RUNNER-UP: Vastrm (vastrm.com); T-shirts from $125, polo shirts from $145, hoodies from $245
Yep, I know: weird name. (Apparently, it’s Sanskrit for “cloth.”) The polos here, though, are unbeatable. Three sizes are sent to your home for you to try on; you can then tweak the basic measurements to slim down the fit or adjust the arm length. The T-shirts and hoodies are overpriced ($125 and $245, respectively), but at $145, the build-it-yourself polo is terrific. And there isn’t a single detail you can’t personalize on it: Vastrm stands out as the only custom site that visually shows your changes as you go along, so you can swap out the collar color, add a golf tee pocket, and pick the kind of sleeve cuff you want, as well as the number of buttons.
3. Dress shoes
WINNER: Quoddy (quoddy.com); shoes from $275, boots from $300
This old-school Maine cobbler has embraced extreme customization, NikeID-style, offering two dozen styles that can be tweaked to your own specs. I’d advise skipping the boring beige and brown options offered for the boots and moccasin-inspired shoes, and instead go with the fun, trippier color combos available for the driver ($325) and boat shoes ($295). Quoddy lets you choose everything from the soles (I’m partial to the red version on the driving loafer) to the rivets and even the stitching. Watch for fit, though: These styles tend to fit more like sneakers than dress shoes, so going a half-size down from whatever sneaker you wear will probably feel snug but comfy.

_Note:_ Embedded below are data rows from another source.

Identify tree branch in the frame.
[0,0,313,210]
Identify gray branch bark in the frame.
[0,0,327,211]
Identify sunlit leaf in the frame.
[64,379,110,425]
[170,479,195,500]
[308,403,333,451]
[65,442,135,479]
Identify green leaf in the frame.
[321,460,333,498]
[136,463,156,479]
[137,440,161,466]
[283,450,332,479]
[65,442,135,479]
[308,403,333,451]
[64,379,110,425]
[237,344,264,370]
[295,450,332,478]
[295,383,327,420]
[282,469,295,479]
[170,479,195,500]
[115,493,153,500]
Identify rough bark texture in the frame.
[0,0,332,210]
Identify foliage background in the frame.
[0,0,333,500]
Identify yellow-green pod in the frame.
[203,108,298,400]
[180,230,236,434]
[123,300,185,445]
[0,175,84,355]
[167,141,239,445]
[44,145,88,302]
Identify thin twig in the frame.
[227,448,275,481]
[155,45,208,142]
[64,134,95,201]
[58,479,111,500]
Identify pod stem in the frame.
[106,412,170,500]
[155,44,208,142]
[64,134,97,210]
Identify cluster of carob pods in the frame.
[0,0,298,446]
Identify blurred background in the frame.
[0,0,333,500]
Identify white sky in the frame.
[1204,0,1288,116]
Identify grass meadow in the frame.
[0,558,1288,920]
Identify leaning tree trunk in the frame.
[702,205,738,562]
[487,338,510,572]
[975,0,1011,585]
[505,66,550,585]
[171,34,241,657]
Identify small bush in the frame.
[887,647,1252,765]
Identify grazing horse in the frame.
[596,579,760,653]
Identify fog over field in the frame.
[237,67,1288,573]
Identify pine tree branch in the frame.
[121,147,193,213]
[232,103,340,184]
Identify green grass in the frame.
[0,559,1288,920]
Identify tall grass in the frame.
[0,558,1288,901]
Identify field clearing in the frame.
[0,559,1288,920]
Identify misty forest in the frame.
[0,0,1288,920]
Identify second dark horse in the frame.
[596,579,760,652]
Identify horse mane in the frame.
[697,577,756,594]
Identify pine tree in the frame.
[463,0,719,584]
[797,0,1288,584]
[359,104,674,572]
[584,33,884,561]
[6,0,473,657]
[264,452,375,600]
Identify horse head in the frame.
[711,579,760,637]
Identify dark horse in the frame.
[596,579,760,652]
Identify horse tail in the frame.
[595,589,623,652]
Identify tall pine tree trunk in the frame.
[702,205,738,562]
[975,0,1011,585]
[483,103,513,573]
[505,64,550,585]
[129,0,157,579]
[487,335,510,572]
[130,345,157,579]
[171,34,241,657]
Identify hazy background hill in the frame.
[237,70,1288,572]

RUNNER-UP: Scarosso (scarosso.com); shoes from €269 (about $300)
This firm offers seven styles of shoes, handmade in Italy to your exact specs for €269 (or about $300) per pair. The site walks you through each step clearly: For an Oxford shoe, you can choose the leather, lining, toe decoration, and sole. (The lightweight rubber is a great winter choice.) They’re stylish without shouting, and Italian-made shoes are renowned for being wide enough for even the fattest feet. It’s just a pity it takes so long to get the final product—at least seven weeks.
WINNER: AltonLane (altonlane.com); two-piece suits from $595, three-piece suits from $740
There are countless online suiting start-ups, and Alton Lane is one of the priciest. But bear with me, because it’s worth it. This firm operates a series of showrooms across the country, each equipped with a 3-D body scanner: Step inside, and within 30 seconds its sensors have mapped your entire frame. The measurements are then sent to a computer that creates a custom pattern with the precision of a master tailor, so the fit is unbeatable. It’s up to you what color you choose for the buttonhole and the piping on the lining.
RUNNER-UP: SuitSupply (us.suitsupply.com); two-piece suits from $399
This site scores major points for the wide variety of its suits: 12 clearly explained core styles, including my personal favorite, the slimline Napoli with a lightly padded shoulder that, in a navy or dark gray, should flatter most guys. You can’t change the basic details—the flap pockets and notched lapels on the Napoli, for example—but you can count on a nearly perfect bespoke fit. Submit measurements online, or book an appointment at one of the firm’s ateliers (15 and counting countrywide, with more opening each month), where the knowledgeable on-site staff will take your vitals in person.